8. Considérant que M. D...fait valoir qu'il a noué des relations affectives avec son père et qu'il souhaite que sa filiation avec ce dernier soit " officialisée " par la substitution du nom de ce dernier à celui de sa mère, qui lui a été légalement donné à sa naissance ; que si le requérant produit un témoignage de son père, accompagné de la copie d'un document permettant de l'identifier et dont l'authenticité n'est pas en cause, par lequel ce dernier fait valoir qu'il rencontre régulièrement son fils et qu'il souhaite que ce dernier porte son nom, cet élément ne révèle aucune circonstance exceptionnelle permettant de regarder M. D... comme se prévalant d'un intérêt légitime à demander à changer de nom en application des dispositions précitées du code civil ;

9. Considérant, en second lieu, que l'inscription d'un ressortissant français à l'état civil d'un État étranger, sous un patronyme distinct de celui sous lequel est il enregistré à l'état civil français ne suffit pas, par elle-même, à fonder un intérêt légitime à changer de nom, au sens et pour l'application des dispositions précitées de l'article 61 du code civil ;

10. Considérant, par suite, que M.D..., qui fait valoir qu'il est enregistré à l'état civil algérien sous le nom de son père, Azzouni, et ne produit à l'appui de cette allégation qu'une attestation délivrée par l'autorité consulaire algérienne à Toulouse par laquelle son auteur certifie que Fouhad Azzouni né le 21 juillet 1989 et Fouhad D...né à la même date " sont une et même personne ", laquelle attestation ne constitue au demeurant pas un document d'état civil démontrant l'enregistrement de M. D...à l'état civil algérien, non plus d'ailleurs qu'elle ne démontre que l'intéressé est effectivement ressortissant algérien, n'est en tout état de cause pas fondé, par les seuls arguments qu'il invoque, à soutenir que la décision litigieuse serait entachée d'une erreur d'appréciation ;

11. Considérant qu'il résulte de tout ce qui précède que les conclusions à fin d'annulation de la requête de M. D... ne peuvent qu'être rejetées ;

Sur les frais de procédure :

12. Considérant qu'aux termes de l'article L. 761-1 du code de justice administrative : " Dans toutes les instances, le juge condamne la partie tenue aux dépens ou, à défaut, la partie perdante, à payer à l'autre partie la somme qu'il détermine, au titre des frais exposés et non compris dans les dépens.
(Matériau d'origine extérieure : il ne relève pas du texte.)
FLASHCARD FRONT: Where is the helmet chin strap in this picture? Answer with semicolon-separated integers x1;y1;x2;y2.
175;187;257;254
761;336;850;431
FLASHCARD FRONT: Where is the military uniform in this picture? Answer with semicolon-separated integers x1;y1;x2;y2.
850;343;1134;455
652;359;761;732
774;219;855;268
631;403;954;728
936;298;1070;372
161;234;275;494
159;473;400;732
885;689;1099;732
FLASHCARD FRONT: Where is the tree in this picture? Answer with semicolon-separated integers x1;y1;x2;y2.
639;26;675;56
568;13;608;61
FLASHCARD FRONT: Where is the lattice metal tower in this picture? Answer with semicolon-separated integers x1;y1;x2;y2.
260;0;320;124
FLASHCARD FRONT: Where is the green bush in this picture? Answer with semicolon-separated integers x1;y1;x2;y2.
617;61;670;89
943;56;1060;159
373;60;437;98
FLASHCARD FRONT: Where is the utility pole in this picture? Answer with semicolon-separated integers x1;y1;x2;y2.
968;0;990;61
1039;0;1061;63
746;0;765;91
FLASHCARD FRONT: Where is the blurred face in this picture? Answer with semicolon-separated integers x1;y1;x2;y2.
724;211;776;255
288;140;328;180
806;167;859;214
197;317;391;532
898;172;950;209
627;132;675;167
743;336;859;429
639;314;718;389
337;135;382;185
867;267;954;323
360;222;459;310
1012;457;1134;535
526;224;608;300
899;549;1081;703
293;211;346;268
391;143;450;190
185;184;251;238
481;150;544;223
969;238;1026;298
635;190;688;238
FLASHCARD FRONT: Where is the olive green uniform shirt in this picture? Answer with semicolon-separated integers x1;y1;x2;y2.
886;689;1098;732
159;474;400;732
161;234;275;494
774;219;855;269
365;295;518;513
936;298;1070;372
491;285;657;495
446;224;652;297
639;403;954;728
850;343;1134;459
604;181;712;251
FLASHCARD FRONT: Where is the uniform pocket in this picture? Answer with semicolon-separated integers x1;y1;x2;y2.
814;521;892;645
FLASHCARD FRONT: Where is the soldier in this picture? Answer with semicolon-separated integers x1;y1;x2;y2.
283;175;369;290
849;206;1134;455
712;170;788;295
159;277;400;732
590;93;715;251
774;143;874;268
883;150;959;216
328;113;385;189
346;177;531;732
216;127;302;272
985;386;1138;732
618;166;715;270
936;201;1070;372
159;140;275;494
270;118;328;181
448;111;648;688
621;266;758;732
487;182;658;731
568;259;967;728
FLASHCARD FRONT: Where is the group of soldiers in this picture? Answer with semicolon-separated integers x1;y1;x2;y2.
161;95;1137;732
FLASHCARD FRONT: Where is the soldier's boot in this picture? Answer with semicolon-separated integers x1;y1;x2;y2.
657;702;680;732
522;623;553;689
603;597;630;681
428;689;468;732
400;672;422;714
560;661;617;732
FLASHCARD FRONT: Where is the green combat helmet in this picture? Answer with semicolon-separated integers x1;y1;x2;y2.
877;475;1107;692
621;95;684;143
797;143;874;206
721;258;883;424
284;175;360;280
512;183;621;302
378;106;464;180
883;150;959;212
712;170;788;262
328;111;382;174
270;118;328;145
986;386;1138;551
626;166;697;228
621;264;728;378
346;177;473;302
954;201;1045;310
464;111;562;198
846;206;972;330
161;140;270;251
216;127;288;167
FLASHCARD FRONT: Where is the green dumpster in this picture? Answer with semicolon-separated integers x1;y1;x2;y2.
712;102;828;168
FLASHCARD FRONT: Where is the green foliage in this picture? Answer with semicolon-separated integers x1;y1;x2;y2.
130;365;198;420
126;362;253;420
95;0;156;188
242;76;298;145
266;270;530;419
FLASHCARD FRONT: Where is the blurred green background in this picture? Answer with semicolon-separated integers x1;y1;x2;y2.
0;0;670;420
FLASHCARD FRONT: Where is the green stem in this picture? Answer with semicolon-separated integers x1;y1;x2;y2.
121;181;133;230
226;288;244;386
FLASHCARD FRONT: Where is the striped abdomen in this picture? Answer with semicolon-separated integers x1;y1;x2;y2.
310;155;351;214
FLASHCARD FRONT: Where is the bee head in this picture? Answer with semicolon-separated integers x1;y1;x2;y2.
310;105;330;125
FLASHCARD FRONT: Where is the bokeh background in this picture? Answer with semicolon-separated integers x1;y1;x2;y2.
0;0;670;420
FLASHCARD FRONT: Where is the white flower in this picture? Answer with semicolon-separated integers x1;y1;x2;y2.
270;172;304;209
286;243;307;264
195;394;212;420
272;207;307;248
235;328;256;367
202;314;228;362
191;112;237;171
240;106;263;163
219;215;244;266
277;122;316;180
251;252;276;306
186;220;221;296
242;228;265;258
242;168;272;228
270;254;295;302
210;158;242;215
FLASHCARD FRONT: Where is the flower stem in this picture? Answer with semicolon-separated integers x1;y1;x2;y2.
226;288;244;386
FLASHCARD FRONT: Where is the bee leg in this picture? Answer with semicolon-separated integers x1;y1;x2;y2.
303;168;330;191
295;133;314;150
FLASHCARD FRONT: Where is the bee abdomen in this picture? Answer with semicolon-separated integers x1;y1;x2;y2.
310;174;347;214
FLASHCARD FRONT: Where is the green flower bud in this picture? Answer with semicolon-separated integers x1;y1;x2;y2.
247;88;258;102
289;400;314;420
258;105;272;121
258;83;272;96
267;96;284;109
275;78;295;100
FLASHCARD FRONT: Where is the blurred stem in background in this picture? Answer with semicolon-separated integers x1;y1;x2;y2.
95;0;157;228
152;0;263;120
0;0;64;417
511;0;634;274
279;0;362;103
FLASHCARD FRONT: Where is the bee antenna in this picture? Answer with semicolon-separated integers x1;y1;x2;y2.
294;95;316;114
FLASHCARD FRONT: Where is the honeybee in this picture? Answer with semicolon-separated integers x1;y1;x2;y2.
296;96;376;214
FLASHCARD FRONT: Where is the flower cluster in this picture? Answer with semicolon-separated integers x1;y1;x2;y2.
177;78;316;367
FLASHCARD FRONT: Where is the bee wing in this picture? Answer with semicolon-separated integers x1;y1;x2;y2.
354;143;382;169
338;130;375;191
Le juge tient compte de l'équité ou de la situation économique de la partie condamnée. Il peut, même d'office, pour des raisons tirées des mêmes considérations, dire qu'il n'y a pas lieu à cette condamnation. " ;

En ce qui concerne les frais d'avocat :

13. Considérant que les dispositions précitées de l'article L. 761-1 du code de justice administrative font obstacle à ce que M. D..., qui est la partie perdante dans la présente instance, en puisse invoquer le bénéfice ; que ses conclusions en ce sens doivent donc être rejetées ;

En ce qui concerne la demande de remboursement des droits de plaidoirie institués par l'article L. 723-3 du code de la sécurité sociale :

14. Considérant que le droit de plaidoirie est, conformément aux dispositions de l'article R. 723-26-2 du Code de la sécurité sociale, due à l'avocat pour chaque plaidoirie faite aux audiences dont la liste est fixée par arrêté du garde des sceaux, ministre de la justice ; que l'article 2 de l'arrêté du 15 février 1995 fixant la liste des audiences visées à l'article 2 du décret n° 95-161 du 15 février 1995, devenu l'article R. 723-26-3 du code de la sécurité sociale, dispose que : " En matière administrative, le droit de plaidoirie est dû lorsque, dans le cadre de sa mission d'assistance ou de représentation, l'avocat intervient à l'audience dans le cadre d'une procédure juridictionnelle " ; que Me F... n'ayant pas effectivement plaidé, le 12 octobre 2017, lors de l'audience de la Cour durant laquelle a été examinée la requête de M. D..., le droit de plaidoirie n'est pas dû en l'espèce ; que, par suite, les conclusions de la requête qui tendent au remboursement de ce droit de plaidoirie, qui en outre relève des frais exposés et non compris dans les dépens au sens et pour l'application des dispositions précitées de l'article L. 761-1 du code de justice administrative, doivent être rejetées ;

DÉCIDE :

Article 1er : La requête de M. C...D...est rejetée.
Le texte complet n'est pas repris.